The life of "common" people in different countries is almost the same - same problems, same believes. We can not be responsible for "political games" of our governments in different periods of human history. Why should we?
Are we so stupid?
Best regards
Ludmila
Ludmila, Romanians have a long history of betrayal by the Russians, therefore I believe that their use of caution and hate is quite justified. Not only were Romanian lands completely looted, and people robbed when the Russian army pulled out all during the 1800's, in more recent times, at some subconcious level Romanians blame Russians for communism (though they did vote for it themselves). Even so, I find the whole "enemy" thing a bit of an exageration, I don't think Romanians (who by all accounts are not more than farmers) could really consider Russians that badly.

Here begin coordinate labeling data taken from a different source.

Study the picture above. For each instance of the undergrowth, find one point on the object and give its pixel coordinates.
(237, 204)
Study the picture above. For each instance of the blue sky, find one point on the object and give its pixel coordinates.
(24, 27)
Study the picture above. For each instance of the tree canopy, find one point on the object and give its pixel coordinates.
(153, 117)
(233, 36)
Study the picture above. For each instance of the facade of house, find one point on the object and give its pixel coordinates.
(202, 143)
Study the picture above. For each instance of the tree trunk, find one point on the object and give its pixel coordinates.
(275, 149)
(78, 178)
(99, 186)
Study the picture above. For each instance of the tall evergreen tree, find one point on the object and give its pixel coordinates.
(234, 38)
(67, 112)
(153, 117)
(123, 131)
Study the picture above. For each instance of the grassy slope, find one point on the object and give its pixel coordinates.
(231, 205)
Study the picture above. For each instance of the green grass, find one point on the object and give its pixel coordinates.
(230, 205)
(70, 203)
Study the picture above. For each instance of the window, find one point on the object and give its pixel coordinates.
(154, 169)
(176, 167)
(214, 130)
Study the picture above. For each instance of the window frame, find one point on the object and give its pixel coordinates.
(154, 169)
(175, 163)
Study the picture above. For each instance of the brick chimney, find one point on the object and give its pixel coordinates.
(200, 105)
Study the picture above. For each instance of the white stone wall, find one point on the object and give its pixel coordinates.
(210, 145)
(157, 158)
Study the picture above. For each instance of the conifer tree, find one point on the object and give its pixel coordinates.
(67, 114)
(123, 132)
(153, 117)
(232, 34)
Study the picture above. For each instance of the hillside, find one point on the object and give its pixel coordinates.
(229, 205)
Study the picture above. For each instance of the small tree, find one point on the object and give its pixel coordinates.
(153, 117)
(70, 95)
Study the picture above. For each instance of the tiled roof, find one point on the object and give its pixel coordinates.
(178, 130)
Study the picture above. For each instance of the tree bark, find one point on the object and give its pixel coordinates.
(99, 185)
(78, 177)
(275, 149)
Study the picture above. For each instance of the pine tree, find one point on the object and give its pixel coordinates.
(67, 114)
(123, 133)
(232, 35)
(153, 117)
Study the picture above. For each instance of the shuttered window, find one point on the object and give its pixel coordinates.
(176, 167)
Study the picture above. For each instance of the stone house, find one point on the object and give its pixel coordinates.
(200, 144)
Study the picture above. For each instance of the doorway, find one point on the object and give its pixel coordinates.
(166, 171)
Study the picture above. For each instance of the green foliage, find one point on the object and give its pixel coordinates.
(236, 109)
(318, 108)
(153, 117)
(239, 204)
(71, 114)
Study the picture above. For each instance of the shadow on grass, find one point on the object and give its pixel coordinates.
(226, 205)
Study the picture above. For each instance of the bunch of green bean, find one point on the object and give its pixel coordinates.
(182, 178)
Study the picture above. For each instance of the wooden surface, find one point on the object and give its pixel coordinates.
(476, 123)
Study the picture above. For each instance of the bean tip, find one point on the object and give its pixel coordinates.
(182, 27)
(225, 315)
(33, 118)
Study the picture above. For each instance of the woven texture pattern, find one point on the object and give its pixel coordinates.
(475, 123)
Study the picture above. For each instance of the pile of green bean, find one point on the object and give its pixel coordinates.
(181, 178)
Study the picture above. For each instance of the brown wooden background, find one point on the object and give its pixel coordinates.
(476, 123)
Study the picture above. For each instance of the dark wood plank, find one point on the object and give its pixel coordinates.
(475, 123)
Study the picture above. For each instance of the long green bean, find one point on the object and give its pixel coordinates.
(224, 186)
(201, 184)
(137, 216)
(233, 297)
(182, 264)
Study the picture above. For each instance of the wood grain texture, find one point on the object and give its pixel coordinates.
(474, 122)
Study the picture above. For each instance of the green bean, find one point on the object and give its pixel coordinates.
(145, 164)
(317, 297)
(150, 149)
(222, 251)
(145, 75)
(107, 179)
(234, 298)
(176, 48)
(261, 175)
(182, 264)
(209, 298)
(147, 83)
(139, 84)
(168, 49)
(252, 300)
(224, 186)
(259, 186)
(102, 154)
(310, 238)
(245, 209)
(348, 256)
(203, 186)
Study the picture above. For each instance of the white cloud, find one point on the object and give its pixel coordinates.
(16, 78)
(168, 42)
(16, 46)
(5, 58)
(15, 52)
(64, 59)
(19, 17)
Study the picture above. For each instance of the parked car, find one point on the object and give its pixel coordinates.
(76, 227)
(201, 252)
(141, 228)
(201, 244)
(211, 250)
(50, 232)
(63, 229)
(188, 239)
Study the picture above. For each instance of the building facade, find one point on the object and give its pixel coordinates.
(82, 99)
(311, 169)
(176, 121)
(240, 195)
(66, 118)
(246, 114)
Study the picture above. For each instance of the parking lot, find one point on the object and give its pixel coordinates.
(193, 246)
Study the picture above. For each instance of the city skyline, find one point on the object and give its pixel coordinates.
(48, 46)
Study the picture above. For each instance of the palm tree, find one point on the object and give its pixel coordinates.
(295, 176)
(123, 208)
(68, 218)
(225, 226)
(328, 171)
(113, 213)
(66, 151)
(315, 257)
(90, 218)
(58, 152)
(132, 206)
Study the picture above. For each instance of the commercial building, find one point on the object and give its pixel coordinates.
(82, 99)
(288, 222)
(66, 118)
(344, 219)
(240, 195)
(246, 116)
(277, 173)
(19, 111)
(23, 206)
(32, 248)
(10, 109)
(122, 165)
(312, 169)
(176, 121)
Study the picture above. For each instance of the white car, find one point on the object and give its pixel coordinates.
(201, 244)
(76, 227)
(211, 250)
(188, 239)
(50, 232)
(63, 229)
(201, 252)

Posted by: Zalm at April 16, 2005 01:51 AMHere we have a little amateur history forum.
Some corrections: the Romanians did not vote for the communists, the elections in 1946 were grossly rigged. In what concerns “by all accounts are not more than farmers” I would like, the courageous Zaman, be a little more specific, maybe some references to those “all accounts”. Some “farmers” also made the US constitution.
In what concerns the Romanian lack of love for Russians. I would say that is not the Russians themselves that we do not like. I found myself that I can get along pretty well with individual Russians or Ukrainians. The Russian literature and music is highly appreciated by all Romanians that I know (as well as some Russian movies). It is the other things that Russia offered to this word that we like less, and I would say we where just collateral victims, the main victims being the Russians themselves.
Posted by: Marian Soare at April 16, 2005 06:41 AMActually, the people who wrote the US Constitution were of the upper class, Jefferson himself a slave owner. By farmers I meant that they are not a conquering people. They don't have any real ambition to expand, which hurts and will continue to hurt them economically throughout Romania's existence (likely to be an indefinite period). I know you can't deny this, and I'm also quite sure you are Romanian yourself, and as all people, tend to defend your homeland. And yes, you have me beaten when you say the elections were faked, as here even if the Romanians had revolted, the Soviet Union would have probably silenced them. On a side note, people are pawns in their government's games because the people themselves trust governments with power.